The image at left is one such. It was part of a day spent in New York’s Central Park, and for most of the shots taken on that session, I can safely determine which ones “worked”. This one, however, continues to defy a clear call either way. Depending on which day I view it, it’s either a slice-of-life capture that shows the density of urban life or a visual mess with about four layers too much glop going on. I wish there were an empirical standard for things like photographs, but…..wait, I really don’t wish that at all. I like the fact that none of us is truly certain what makes a picture resonate. If there were such a standard for excellence, photography could be reduced to a craft, like batik or knitting. But it can never be. The only “mission” for a photographer, however fuzzy, is to convey a feeling. Some viewers will feel like a circuit has been completed between themselves and the artist. But even if they don’t, the quest is worthwhile, and goes ever on.

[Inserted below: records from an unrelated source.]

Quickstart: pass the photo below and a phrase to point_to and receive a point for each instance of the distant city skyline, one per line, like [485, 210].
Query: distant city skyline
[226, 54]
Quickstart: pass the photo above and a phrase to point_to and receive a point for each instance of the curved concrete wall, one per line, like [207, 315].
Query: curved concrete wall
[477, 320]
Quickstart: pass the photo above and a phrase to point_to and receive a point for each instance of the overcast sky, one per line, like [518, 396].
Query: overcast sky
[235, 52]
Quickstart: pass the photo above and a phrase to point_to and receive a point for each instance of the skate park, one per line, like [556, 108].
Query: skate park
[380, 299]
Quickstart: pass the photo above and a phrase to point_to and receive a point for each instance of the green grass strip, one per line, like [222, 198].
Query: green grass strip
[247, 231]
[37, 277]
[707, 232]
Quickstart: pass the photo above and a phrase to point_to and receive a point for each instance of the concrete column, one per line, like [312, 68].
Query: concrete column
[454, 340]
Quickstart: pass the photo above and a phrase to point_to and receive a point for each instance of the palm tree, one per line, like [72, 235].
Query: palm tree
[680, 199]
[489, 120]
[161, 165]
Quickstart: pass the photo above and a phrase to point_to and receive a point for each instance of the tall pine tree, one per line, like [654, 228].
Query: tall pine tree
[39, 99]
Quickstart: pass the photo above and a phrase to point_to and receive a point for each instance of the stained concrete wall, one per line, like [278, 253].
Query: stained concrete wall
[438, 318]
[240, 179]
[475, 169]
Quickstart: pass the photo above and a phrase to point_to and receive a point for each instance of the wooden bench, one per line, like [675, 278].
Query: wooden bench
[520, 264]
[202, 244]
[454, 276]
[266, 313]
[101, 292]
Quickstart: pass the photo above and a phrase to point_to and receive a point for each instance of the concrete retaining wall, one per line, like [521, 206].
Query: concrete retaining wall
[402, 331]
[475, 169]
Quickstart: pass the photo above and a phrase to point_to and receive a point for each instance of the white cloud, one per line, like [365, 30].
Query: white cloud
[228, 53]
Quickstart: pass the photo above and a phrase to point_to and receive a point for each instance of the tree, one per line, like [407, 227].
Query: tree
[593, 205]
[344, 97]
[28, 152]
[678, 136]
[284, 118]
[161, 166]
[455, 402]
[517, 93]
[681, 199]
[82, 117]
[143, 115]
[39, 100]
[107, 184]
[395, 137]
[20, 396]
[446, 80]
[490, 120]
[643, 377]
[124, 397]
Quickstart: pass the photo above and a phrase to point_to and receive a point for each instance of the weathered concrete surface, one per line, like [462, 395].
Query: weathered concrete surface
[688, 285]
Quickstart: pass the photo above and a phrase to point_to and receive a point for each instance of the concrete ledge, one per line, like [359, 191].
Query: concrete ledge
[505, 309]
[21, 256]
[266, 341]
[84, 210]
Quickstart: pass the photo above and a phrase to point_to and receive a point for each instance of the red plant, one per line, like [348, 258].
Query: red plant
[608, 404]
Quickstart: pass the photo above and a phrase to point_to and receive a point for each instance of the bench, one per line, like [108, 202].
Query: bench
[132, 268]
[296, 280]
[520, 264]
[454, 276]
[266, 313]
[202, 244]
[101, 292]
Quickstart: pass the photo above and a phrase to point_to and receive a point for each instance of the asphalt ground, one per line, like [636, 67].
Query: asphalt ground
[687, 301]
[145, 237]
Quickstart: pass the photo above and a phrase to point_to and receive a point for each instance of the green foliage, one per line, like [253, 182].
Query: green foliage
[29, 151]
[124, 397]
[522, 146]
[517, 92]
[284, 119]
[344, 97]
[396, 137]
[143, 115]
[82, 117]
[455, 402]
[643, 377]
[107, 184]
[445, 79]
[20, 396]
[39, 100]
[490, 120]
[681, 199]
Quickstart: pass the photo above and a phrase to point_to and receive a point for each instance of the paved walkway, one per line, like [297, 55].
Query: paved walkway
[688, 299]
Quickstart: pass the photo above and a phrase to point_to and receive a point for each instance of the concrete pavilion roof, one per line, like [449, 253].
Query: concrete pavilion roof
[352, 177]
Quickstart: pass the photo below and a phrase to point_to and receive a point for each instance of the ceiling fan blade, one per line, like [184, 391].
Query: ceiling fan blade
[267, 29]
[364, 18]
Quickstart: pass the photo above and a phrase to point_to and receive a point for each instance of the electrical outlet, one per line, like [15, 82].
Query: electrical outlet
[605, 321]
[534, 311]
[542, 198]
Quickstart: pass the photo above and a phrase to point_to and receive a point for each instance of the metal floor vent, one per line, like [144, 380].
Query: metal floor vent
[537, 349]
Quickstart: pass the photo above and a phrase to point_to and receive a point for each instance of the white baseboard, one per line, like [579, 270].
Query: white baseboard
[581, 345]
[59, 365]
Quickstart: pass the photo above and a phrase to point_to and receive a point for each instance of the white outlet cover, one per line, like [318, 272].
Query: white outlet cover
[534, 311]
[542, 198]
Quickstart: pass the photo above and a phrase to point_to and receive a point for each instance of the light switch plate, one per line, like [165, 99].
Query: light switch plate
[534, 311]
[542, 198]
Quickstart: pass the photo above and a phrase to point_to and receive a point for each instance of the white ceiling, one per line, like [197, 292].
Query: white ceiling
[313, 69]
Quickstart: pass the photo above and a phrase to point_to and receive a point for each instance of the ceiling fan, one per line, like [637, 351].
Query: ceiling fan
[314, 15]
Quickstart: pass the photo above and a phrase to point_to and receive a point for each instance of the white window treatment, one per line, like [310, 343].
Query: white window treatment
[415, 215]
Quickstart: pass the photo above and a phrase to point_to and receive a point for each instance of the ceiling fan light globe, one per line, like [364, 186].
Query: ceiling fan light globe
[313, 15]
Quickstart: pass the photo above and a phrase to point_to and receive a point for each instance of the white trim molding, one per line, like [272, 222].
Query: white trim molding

I have played with this photo endlessly, converting it to monochrome, trying to enhance detail in selective parts of it, faking a tilt-shift focus, and I finally present it here exactly as I shot it. I am gently closer to liking it than at first, but I feel like this one will be a problem child for years to come. Maybe I’m full of farm compost and it is simply a train wreck. Maybe it’s “sincere but just misunderstood”. I’m okay either way. I can accept it for a near miss, since it becomes a reference point for trying the same thing with better success somewhere down the road.
And, if it’s actually good, well, of course, I meant to do that.